Tuesday, September 6, 2011

Still the One...









This past weekend my parents celebrated 33 years of marriage! I love my parents more than anything in this world and love their marriage just as much. I am the person I am today because of them and their marriage. I wanted to help celebrate their amazing relationship with several lovely pictures of them. (and their hair and clothes from over the years) :

But in all seriousness to put in to words the way that I feel about my parents...well I just don't know that I could ever come close to doing their marriage justice...to put into words in a way that they deserve, in a way that captures the magic and romance that is their marriage. Of course to say that their entire relationship has been rainbows and bunnies would be a big old fat lie...but that is why I think I am so lucky.
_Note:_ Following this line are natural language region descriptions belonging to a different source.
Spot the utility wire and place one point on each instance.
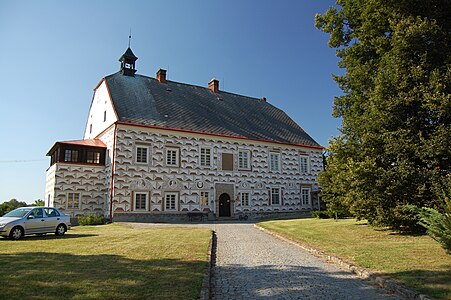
(21, 160)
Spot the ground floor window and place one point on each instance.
(171, 201)
(275, 196)
(244, 199)
(73, 200)
(140, 201)
(204, 197)
(305, 196)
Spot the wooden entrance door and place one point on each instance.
(224, 205)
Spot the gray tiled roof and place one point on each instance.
(144, 100)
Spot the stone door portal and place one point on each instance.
(224, 205)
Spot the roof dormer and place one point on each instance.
(128, 60)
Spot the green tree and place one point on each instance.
(395, 143)
(10, 205)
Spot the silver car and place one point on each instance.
(33, 220)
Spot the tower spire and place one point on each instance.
(129, 37)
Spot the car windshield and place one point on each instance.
(18, 212)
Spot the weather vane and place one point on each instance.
(129, 37)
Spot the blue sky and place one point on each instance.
(53, 53)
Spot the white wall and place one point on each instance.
(101, 103)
The fact that my parents somehow found a balance for their children to learn that marriage is a wonderful thing with amazing rewards...but that it is also a lot of work...that lesson is priceless. And they did it all in a way that we never felt real tension...even if they did. We lead an amazing childhood filled with happy memories and an even more amazing adulthood with parents that love each other and us more than anything in this world and that is the best feeling I could never truly describe! There are many songs that I would say describe this amazing relationship but one sticks out more in my mind because both of my parents seem to light up when they hear it and would say it really describes them at this point in their lives. It is the song "Still the One" by Orleans and some of the lyrics read like this:


You're still the one that makes me laugh

Still the one that's my better half

We're still having fun, and you're still the one.
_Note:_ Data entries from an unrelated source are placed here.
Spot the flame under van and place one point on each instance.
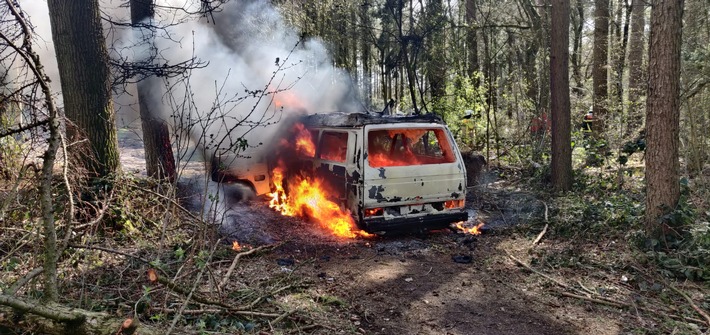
(394, 174)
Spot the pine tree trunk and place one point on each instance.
(577, 28)
(83, 69)
(159, 159)
(560, 100)
(472, 41)
(600, 59)
(636, 69)
(436, 72)
(663, 114)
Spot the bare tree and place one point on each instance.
(636, 70)
(663, 114)
(86, 88)
(560, 99)
(600, 59)
(159, 158)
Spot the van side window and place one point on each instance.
(334, 146)
(305, 140)
(405, 147)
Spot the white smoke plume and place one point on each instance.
(258, 71)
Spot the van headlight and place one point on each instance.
(373, 212)
(451, 204)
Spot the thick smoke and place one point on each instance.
(258, 73)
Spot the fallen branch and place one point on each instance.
(59, 319)
(225, 279)
(171, 200)
(619, 304)
(600, 300)
(519, 262)
(24, 280)
(692, 304)
(113, 251)
(539, 236)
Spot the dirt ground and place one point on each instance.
(443, 282)
(440, 283)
You're still the one that makes me strong

Still the one I want to take along

We're still having fun, and you're still the one.
I love you both more than these words could ever really describe and I am so happy that two such amazing people found each other and had the opportunity to create the life that you have created...and I am even more blessed that I get to be apart of your magic. Thank you and HAPPY ANNIVERSARY!!!!!!






























Monday, September 5, 2011

On a date with...myself!

Today I went on a date....with myself. If you haven't done this you should! It is not the first time and I am sure it will not be the last time I take myself on a date. I went to the movies and got myself a latte at the local coffee shop. I know you might be thinking things like:
"How embarrassing" "How sad she doesn't have someone else to take her on a date" "Doesn't she have any friends"

But...I think dates with myself are great. I actually enjoy them. Going to the movies by myself is really nice because I can watch an emotional movie and not worry about if the person next to me is as touched by things in the movie as I am. It doesn't really matter if I start to cry a little because no one is there to laugh or poke fun at me. Of course, funny movies are always better with another person to laugh at with you...but I don't go to those by myself.

Getting a latte by myself and sitting in a booth is also nice. I am not embarrassed to say I love people watching...and I do it well. Sitting down by myself and watching other people go about their day is incredibly inspiring and touching and happy. Every person that walks by has a story...they have faults, they have hopes, they have dreams and issues and loves and hurts. I people watch because it keeps me in check, it makes me realize I am just a small part in this big world. I people watch because it also makes me feel a connection...when I silently watch the world going on around me it makes me realize that even though I might be alone on this date with myself I am never lonely.

When I go on dates with myself, or take a walk by myself, or ride an airplane by myself, or do anything without another person I take comfort in looking around and seeing that everyone else is just trying to make it through the day too. If I am lucky I get to not only observe people, I get to talk to them. I love getting a strangers story...there is always things to be learned by a complete stranger whether it be their spoken words or just their body language. Dates with myself are never lonely because I am never really alone on them...I have complete strangers and their many lessons all around me and that is comforting.